You may have to estimate this, keeping in mind whether the estimated business use is reasonable or not.
Using the same thought process, personal expenses that can not be linked to earning business income (personal travel, meals, clothing etc.) wouldn’t be eligible business expenses.
EXCEPTIONS AND SPECIFIC RULES
We often see questions about these specific rules and exceptions.
Meals and Entertainment – When meals and entertainment expenses are incurred for business purposes, they are still only 50% deductible for tax purposes. It is important to keep track of the business reason for the M&E expense and who it was with.

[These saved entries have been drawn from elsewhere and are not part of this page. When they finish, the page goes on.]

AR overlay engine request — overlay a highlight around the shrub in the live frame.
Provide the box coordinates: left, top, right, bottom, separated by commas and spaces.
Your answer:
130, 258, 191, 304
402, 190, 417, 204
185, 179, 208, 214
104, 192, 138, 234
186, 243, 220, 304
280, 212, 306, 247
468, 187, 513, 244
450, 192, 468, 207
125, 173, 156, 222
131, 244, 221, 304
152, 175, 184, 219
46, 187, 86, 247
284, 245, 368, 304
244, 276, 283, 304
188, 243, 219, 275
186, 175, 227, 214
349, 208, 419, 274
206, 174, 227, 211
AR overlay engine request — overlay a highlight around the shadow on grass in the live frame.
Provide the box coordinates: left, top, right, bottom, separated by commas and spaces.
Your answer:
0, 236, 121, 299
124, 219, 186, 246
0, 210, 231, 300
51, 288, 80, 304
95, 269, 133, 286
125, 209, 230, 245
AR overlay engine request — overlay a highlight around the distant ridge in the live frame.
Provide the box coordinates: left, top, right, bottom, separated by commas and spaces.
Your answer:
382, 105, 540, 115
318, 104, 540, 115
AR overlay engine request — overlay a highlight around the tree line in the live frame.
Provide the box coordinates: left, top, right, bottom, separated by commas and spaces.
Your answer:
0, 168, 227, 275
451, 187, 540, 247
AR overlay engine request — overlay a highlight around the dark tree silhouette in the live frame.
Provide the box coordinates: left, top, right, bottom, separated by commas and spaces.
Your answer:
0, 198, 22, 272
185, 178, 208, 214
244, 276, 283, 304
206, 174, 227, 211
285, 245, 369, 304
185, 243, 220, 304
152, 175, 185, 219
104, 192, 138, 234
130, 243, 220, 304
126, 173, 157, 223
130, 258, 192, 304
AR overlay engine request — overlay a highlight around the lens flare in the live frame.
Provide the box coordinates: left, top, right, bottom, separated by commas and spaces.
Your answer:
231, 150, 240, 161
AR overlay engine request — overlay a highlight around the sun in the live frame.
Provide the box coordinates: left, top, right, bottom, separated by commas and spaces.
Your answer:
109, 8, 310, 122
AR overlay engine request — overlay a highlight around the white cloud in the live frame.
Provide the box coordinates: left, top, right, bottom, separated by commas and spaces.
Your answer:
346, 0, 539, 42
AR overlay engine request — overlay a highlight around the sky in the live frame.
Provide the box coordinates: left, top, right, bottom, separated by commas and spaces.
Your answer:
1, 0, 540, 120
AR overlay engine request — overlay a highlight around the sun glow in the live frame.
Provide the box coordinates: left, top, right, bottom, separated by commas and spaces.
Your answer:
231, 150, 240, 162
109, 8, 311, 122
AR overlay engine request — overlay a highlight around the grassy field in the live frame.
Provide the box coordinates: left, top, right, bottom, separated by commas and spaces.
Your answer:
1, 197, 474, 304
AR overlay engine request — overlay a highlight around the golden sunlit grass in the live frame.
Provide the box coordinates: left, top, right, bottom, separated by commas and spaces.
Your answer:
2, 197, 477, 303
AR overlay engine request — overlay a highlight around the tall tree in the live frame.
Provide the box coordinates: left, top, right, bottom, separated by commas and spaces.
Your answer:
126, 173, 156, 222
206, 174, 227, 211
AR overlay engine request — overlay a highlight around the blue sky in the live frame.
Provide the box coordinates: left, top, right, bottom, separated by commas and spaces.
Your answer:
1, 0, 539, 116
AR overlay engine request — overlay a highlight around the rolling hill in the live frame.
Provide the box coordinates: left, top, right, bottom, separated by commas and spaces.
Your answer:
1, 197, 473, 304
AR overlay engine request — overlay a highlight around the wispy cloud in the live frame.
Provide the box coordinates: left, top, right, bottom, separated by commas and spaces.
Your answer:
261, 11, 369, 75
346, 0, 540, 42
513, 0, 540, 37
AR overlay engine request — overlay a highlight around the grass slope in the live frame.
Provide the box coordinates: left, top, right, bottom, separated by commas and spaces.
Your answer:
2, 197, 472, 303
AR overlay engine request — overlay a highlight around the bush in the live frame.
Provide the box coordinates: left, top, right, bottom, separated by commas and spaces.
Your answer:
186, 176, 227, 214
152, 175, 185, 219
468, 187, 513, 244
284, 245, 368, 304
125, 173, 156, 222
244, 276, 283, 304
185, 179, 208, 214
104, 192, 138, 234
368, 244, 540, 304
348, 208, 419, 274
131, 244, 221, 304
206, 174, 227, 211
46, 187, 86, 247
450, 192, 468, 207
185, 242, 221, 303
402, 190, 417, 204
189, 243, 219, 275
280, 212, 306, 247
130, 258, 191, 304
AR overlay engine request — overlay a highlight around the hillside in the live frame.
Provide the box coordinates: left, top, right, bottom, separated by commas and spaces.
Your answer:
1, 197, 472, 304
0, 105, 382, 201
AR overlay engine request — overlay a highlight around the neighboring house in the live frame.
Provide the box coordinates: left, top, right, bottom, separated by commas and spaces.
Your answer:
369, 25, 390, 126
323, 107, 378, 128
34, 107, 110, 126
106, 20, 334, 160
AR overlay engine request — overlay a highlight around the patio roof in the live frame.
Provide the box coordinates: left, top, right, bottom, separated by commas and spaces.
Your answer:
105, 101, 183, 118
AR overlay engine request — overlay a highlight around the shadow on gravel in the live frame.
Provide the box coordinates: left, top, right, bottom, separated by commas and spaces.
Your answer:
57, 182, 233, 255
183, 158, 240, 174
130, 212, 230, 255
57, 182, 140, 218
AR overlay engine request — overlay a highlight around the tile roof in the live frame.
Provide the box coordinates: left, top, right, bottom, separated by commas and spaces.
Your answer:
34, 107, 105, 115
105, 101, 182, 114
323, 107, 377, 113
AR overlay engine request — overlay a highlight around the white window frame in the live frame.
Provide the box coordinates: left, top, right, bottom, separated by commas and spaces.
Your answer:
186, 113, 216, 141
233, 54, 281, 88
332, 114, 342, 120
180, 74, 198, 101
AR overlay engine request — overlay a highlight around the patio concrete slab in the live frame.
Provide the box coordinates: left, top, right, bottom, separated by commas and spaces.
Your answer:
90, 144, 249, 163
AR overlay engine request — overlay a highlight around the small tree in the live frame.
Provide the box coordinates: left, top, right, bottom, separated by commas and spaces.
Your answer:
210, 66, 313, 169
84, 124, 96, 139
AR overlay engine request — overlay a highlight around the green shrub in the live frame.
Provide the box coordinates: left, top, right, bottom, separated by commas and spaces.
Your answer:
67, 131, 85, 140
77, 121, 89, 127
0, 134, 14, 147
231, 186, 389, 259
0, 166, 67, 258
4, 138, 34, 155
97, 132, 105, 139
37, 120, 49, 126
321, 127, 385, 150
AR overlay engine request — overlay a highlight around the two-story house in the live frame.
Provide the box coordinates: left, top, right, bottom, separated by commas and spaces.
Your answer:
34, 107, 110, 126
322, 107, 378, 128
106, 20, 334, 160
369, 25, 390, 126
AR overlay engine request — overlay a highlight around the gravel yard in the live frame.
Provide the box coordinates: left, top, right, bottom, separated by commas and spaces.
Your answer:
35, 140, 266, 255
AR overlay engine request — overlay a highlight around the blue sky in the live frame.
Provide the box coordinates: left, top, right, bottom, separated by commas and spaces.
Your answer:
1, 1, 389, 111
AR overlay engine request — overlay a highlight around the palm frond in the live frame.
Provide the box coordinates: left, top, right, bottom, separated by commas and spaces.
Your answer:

If you pay for a meal because you‘ve forgotten your lunch for the day, it most likely isn’t deductible.
Vehicle Related Expenses – You can deduct expenses you incur to run a motor vehicle that you use to earn business income. Again, personal related use is not eligible, so costs may need to be prorated based on personal vs. business use.
Personal use includes travel to and from your regular place of work.
Home Office Expenses – You can deduct home office expenses as long as the space is either your principal place of business, or you use it only to earn business income and regularly meet clients, customers or patients there.
You can deduct a portion of your utilities costs, maintenance costs, property taxes, and mortgage interest.
To calculate the part you can deduct, use a reasonable basis such as the area of the work space divided by the total area of your home.
Gym and Golf Memberships – In most cases, you can not deduct club membership dues if the main purpose of the club is dining, recreation, or sporting activities.